Dans Sauvés, en 1965, il montre sur scène la lapidation d’un nourrisson dans son landau. La pièce soulève un immense scandale. Interdite, elle aura pourtant un succès international et assurera sa notoriété. Elle marque une véritable rupture dans le théâtre en Grande Bretagne.

 

En 1968, les polémiques autour d’Au petit matin, satyre anti-victorienne qui met en scène des dirigeants anglais anthropophages, provoqueront l’abandon de la censure théâtrale en Grande Bretagne.

Il commence la préface de son Lear, créé en 1971, par « J’écris des pièces sur la violence aussi naturellement que Jane Austen écrivait des romans sur les bonnes manières. La violence façonne et obsède notre société, et à moins que nous ne cessions d’être violents nous n’avons aucun avenir. » Il ajoute « Ceux qui ne veulent pas que les écrivains parlent de la violence veulent les empêcher de parler de nous-mêmes et notre époque. »

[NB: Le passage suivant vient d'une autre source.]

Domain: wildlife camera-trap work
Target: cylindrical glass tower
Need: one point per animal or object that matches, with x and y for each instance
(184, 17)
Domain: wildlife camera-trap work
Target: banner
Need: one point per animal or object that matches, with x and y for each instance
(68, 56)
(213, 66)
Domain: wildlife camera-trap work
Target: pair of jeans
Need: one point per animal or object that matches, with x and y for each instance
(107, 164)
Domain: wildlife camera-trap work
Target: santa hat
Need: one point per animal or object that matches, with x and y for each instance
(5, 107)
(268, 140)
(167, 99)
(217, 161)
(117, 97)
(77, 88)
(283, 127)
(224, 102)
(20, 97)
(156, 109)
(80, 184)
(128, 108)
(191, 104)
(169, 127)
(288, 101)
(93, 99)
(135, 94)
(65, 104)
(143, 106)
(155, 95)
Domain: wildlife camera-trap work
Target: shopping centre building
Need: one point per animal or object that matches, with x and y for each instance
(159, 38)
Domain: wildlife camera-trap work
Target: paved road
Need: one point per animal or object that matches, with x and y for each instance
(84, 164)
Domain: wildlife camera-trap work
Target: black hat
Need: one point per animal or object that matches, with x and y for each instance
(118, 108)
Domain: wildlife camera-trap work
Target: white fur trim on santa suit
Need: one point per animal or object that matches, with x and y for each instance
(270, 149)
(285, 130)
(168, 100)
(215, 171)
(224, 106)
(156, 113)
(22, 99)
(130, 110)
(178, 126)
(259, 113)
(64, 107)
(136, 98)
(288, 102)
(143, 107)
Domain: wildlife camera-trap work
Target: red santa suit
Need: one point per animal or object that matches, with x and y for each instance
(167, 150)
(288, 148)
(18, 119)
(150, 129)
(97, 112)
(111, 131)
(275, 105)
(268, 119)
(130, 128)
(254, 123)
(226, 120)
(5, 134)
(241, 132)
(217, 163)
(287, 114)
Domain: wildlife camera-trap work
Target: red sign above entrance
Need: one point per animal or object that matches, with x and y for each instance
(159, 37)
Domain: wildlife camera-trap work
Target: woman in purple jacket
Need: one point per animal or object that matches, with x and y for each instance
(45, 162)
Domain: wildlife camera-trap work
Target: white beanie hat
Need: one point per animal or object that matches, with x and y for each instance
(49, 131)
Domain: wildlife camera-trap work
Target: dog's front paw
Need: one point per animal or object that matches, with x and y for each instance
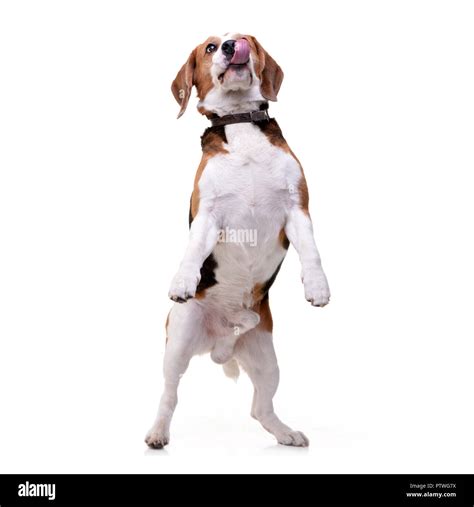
(157, 438)
(316, 289)
(294, 438)
(183, 286)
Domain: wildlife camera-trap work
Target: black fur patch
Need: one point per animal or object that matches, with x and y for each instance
(269, 282)
(208, 274)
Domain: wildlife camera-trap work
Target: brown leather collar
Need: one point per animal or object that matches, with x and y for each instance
(252, 117)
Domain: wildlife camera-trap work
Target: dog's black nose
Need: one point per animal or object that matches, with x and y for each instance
(228, 48)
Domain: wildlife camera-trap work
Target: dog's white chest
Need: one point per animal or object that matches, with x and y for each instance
(252, 180)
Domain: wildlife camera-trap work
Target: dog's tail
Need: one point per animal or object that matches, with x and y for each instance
(231, 369)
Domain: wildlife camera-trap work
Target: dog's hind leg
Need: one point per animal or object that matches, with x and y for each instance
(255, 352)
(223, 349)
(183, 342)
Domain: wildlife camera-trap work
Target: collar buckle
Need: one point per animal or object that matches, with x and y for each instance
(256, 116)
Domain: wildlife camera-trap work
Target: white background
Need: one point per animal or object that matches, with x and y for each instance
(96, 174)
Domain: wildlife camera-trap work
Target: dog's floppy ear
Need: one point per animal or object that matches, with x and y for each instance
(183, 83)
(268, 71)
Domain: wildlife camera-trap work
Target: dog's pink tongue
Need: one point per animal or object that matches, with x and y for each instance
(241, 52)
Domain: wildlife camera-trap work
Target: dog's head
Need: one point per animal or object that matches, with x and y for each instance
(228, 72)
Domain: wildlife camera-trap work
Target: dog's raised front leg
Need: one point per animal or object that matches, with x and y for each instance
(203, 237)
(299, 230)
(184, 340)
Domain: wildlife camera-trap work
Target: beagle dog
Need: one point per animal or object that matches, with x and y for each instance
(249, 202)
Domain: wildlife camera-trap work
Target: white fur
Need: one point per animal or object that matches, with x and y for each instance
(250, 187)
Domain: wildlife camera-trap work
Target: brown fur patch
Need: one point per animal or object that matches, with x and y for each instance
(212, 143)
(266, 321)
(273, 132)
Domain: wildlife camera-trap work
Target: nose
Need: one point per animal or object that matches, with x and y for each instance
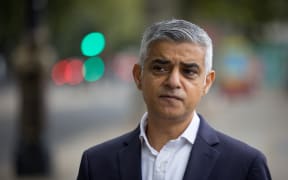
(173, 80)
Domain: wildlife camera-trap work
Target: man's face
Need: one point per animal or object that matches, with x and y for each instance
(173, 79)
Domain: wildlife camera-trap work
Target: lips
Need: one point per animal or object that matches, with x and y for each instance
(171, 97)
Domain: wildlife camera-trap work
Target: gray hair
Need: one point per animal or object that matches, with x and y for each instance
(178, 31)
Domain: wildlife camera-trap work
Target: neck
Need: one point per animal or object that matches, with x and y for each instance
(159, 132)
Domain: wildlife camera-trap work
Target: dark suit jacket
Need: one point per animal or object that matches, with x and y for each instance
(214, 156)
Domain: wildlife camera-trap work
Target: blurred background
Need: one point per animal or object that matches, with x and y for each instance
(59, 95)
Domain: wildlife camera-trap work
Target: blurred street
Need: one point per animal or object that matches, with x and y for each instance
(82, 116)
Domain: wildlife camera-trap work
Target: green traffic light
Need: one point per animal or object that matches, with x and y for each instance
(93, 44)
(93, 69)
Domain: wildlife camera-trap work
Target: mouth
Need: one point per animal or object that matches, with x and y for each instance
(171, 97)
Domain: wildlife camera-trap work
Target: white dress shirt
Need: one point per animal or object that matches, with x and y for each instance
(170, 163)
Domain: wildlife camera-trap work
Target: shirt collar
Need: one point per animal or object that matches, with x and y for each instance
(189, 134)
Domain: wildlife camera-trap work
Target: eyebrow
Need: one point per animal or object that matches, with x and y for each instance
(190, 65)
(161, 61)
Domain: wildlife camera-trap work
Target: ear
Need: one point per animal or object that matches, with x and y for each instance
(210, 77)
(137, 75)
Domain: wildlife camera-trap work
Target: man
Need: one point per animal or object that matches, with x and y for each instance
(172, 141)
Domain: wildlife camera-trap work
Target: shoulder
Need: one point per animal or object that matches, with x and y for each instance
(111, 146)
(237, 147)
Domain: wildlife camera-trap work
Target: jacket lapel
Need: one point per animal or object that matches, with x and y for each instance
(203, 155)
(130, 157)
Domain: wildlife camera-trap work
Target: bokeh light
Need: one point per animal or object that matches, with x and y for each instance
(93, 69)
(58, 72)
(67, 71)
(93, 44)
(73, 73)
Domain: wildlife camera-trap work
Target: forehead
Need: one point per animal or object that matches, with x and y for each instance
(176, 51)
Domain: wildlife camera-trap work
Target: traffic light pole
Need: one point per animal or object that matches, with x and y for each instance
(31, 156)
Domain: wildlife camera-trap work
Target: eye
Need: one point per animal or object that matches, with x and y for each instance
(190, 72)
(159, 69)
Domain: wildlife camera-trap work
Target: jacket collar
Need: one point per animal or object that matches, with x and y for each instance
(130, 157)
(202, 157)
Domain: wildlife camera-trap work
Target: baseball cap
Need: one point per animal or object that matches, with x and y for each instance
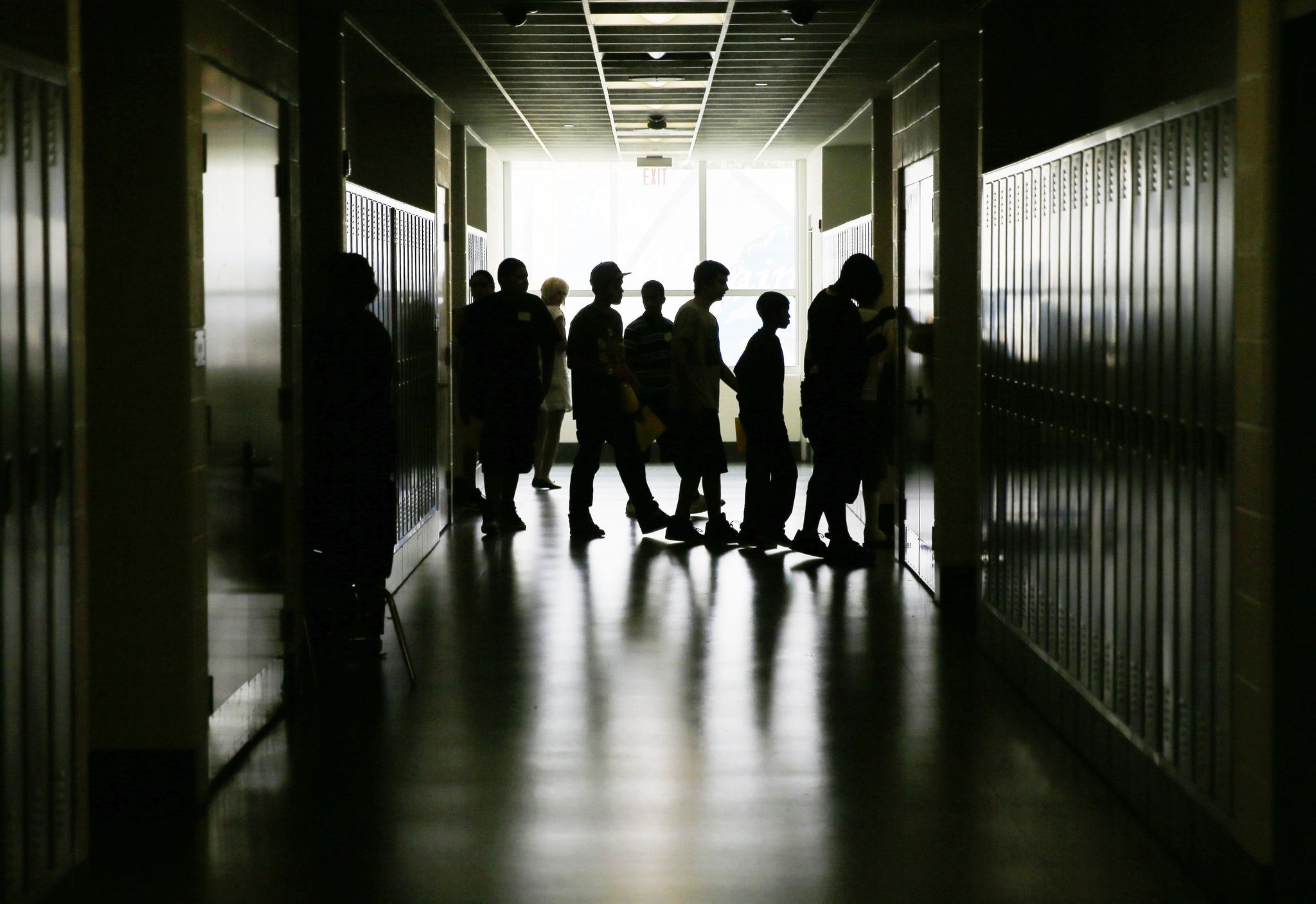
(605, 271)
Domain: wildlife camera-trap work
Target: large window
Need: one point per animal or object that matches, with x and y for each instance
(659, 224)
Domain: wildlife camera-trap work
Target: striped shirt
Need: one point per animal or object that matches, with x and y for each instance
(648, 341)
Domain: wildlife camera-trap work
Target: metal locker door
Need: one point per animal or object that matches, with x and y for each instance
(1126, 517)
(1203, 429)
(1135, 380)
(1152, 449)
(444, 498)
(35, 501)
(1048, 440)
(1069, 499)
(1224, 420)
(11, 470)
(58, 482)
(1168, 434)
(1092, 359)
(1185, 336)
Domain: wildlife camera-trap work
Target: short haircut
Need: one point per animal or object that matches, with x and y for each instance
(860, 279)
(553, 287)
(769, 302)
(504, 270)
(707, 271)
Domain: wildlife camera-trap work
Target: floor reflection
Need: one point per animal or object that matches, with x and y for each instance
(629, 720)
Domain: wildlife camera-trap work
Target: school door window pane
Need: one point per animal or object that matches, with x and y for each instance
(752, 226)
(569, 217)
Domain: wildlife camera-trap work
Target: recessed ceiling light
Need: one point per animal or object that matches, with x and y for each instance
(654, 85)
(645, 108)
(655, 19)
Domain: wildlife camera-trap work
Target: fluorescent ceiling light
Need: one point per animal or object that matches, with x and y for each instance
(645, 125)
(641, 108)
(655, 86)
(657, 19)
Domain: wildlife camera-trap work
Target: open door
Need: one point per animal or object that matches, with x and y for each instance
(918, 510)
(242, 427)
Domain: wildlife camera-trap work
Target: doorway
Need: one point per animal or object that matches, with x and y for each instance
(244, 434)
(915, 371)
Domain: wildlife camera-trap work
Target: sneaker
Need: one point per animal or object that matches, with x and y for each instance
(761, 540)
(654, 518)
(585, 528)
(845, 552)
(808, 544)
(720, 531)
(683, 532)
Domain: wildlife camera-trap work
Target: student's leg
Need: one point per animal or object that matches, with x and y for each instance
(549, 448)
(541, 432)
(590, 436)
(631, 462)
(785, 478)
(758, 483)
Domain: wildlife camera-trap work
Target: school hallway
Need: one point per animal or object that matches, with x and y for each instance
(632, 720)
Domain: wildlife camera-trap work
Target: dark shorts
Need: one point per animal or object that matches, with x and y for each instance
(876, 443)
(507, 440)
(698, 444)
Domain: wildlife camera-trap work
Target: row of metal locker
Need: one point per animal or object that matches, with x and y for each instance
(36, 605)
(1107, 295)
(399, 242)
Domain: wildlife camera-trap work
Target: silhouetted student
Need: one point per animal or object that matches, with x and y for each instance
(465, 492)
(835, 366)
(598, 374)
(876, 418)
(697, 369)
(508, 341)
(770, 473)
(350, 437)
(648, 342)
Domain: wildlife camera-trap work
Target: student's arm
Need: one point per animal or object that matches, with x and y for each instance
(728, 377)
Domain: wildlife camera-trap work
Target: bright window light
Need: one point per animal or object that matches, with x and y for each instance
(650, 20)
(637, 108)
(655, 86)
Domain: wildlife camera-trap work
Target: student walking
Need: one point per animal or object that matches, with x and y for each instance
(770, 473)
(599, 373)
(697, 369)
(557, 403)
(836, 362)
(508, 341)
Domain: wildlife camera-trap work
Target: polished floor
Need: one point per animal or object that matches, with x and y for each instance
(631, 720)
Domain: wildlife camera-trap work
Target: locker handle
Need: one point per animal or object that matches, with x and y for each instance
(6, 484)
(57, 470)
(31, 477)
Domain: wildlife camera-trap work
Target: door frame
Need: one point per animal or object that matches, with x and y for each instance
(262, 696)
(911, 174)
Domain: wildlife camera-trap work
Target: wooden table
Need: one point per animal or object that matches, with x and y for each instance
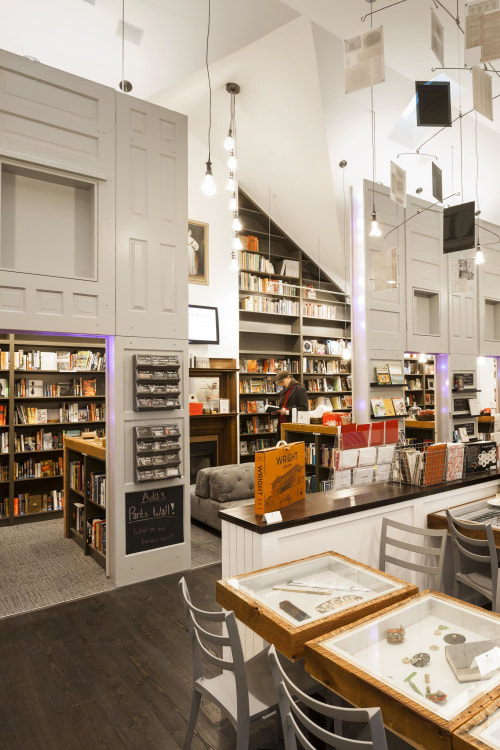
(255, 606)
(359, 664)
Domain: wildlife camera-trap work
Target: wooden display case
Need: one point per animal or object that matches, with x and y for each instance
(359, 663)
(255, 598)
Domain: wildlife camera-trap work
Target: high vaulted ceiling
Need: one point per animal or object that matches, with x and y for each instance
(295, 122)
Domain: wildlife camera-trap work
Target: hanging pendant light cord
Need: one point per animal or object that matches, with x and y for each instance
(209, 82)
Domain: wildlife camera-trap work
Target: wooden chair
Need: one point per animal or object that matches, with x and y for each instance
(475, 558)
(302, 727)
(244, 691)
(400, 546)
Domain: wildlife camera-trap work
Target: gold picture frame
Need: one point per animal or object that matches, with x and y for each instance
(198, 252)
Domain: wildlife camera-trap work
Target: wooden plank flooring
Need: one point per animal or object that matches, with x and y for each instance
(111, 671)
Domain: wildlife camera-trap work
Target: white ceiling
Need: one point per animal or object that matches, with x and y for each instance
(295, 122)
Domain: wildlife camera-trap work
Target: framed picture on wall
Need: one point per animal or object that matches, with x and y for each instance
(198, 252)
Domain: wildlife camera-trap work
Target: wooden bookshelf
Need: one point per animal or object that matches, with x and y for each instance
(49, 386)
(292, 317)
(85, 496)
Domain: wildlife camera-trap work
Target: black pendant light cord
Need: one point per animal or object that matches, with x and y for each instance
(209, 82)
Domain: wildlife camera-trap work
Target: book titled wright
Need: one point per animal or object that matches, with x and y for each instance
(462, 655)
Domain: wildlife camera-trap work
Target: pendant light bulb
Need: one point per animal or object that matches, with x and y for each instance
(208, 185)
(229, 141)
(374, 228)
(231, 183)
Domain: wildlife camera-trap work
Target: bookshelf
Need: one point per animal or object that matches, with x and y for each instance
(52, 387)
(292, 317)
(85, 496)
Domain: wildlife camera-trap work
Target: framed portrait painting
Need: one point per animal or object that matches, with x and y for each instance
(198, 252)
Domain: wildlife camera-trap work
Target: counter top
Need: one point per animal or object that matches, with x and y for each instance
(321, 505)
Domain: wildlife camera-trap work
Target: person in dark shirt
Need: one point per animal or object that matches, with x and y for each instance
(293, 396)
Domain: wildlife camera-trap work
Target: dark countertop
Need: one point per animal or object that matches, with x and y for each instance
(321, 505)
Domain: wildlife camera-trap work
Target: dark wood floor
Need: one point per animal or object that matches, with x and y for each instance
(112, 671)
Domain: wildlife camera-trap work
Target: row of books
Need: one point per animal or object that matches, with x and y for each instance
(257, 425)
(29, 468)
(250, 283)
(28, 502)
(390, 374)
(250, 242)
(73, 412)
(388, 407)
(326, 366)
(259, 385)
(331, 402)
(329, 346)
(318, 385)
(76, 475)
(319, 310)
(250, 261)
(84, 359)
(249, 447)
(97, 488)
(271, 365)
(42, 440)
(268, 305)
(28, 388)
(96, 534)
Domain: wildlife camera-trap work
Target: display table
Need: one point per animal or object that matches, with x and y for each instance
(480, 511)
(347, 521)
(325, 592)
(482, 732)
(399, 659)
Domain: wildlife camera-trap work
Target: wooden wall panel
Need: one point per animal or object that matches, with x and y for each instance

 "La loi d’écriture des pièces doit être la cause et l’utile

Pour casser la nécessité et montrer comment la justice est possible

Comme tous ceux qui vivaient au mitan de ce siècle, ou qui sont nés plus tard

Je suis un citoyen d’Aushwitz et un citoyen d’Hiroshima

De ce lieu où les méchants ont fait le mal et de ce lieu où les bons ont fait le mal

Tant qu’il n’y a pas de justice il n’y a pas d’autres lieux sur terre :

Il n’y a que ces deux là

Mais je suis aussi citoyen d’une monde juste encore à faire ."

Edward Bond est alors un dramaturge et metteur en scène professionnel reconnu, ses pièces sont jouées dans une soixantaine de pays. Il dirige également des ateliers d’acteurs et d’amateurs en milieu scolaire et universitaire.

Dans les années 80, il formule des critiques acerbes sur l’état du théâtre institutionnel britannique et s’en écarte, lui préférant le théâtre amateur ou à l’étranger, ses pièces y rencontrant un grand retentissement. En France, particulièrement, où Robert Wilson monte Au petit matin à Avignon en 1970, Claude Régy Sauvés en 1972, Patrice Chéreau Lear en 1975, Christian Benedetti Tuesday en 1999, et Alain Françon Pièces de guerre en 1994, Café en 2000,  Naître, Si ce n’est toi, Chaise en 2006 ou encore Les Gens en 2014.

Il écrit volontiers pour des compagnies de théâtre de jeune public (Auprès de la mer intérieure, Si ce n’est toi et d’autres pour la Big Brum Company de Birmingham), étant un partisan engagé pour la pratique du théâtre en milieu scolaire.

 

Edward Bond est l’auteur de plus d’une trentaine de pièces de théâtre ainsi que des pièces radiophoniques, des scénarios de cinéma (Blow Up de Michelangelo Antonioni en 1966) ou de télévision, des traductions de pièces étrangères (Les trois sœurs d’Anton Tchékhov) et de nombreux poèmes.

Cette œuvre s’accompagne de nombreux écrits théoriques présentant une réflexion approfondie sur l’art du théâtre et sa fonction dans la société. Les plus notables sont le Commentaire sur les Pièces de guerre qui accompagnait la parution de la trilogie en 1991 à Londres. En France, L’Energie du sens et La Trame cachée, ouvrages édités en 2000 et 2003 sous la direction de Jérôme Hankins, réunissent articles, notes, lettres, préfaces et poèmes.